Still, you can't deny the title is spot-on. Not only does Australia feature pretty much every Australian actor alive (Jack Thompson! David Wenham! Bruce Spence! Ben Mendlesohn! Jeff Jarrett!), but it also seems to self-conciously reference large chunks of Australian film history. There's a beat-up car like something out of Mad Max 2, a running character's death that echoes Galipoli, and a hand trailing through grain straight from (honorary Aussie) Russell Crowe's Gladiator. Sadly, there didn't seem to be any obvious references to Alvin Purple – perhaps they'll be in the director's cut.

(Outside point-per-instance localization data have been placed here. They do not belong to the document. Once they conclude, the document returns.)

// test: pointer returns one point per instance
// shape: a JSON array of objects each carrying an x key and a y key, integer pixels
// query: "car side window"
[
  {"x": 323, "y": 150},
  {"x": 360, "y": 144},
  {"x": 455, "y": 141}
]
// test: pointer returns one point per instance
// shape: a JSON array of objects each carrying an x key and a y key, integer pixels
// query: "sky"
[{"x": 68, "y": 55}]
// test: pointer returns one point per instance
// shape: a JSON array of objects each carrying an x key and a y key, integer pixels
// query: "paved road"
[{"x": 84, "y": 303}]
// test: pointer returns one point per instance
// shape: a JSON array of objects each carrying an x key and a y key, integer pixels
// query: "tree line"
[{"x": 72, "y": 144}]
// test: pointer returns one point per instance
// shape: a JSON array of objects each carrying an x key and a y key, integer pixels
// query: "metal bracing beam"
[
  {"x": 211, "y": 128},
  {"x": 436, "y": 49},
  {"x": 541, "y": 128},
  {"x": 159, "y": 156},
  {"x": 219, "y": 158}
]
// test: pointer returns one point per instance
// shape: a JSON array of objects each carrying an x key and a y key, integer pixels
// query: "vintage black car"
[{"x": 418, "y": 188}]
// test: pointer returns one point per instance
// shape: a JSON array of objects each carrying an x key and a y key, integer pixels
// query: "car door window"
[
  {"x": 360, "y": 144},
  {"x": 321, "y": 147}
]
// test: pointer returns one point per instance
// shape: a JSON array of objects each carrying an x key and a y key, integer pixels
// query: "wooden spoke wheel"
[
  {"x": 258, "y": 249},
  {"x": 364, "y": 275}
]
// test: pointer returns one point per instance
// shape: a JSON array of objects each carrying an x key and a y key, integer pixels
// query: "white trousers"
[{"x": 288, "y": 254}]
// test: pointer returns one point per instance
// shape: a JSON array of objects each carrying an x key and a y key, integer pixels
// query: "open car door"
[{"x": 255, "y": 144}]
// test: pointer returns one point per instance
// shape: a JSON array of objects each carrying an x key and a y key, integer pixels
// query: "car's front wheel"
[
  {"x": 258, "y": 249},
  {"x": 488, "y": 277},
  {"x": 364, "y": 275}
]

The strange thing is, all the hype seemed to be setting audiences up to expect a completely different kind of dud. Heavy hints were dropped that Lurhmann had created an overly populist film that would portray Australia as a true-blue land of bonza blokes and top shelias, not what he’s actually delivered: something that too often feels like a costume designer's half-arsed film adaptation of a bad mid-90s protest play. Still, approach this in the right frame of mind and there's plenty to keep you awake, like the scene where a bunch of American trucks – we know they're American because they're flying the American flag – are shown driving across the outback only to never be mentioned again. What's all that about?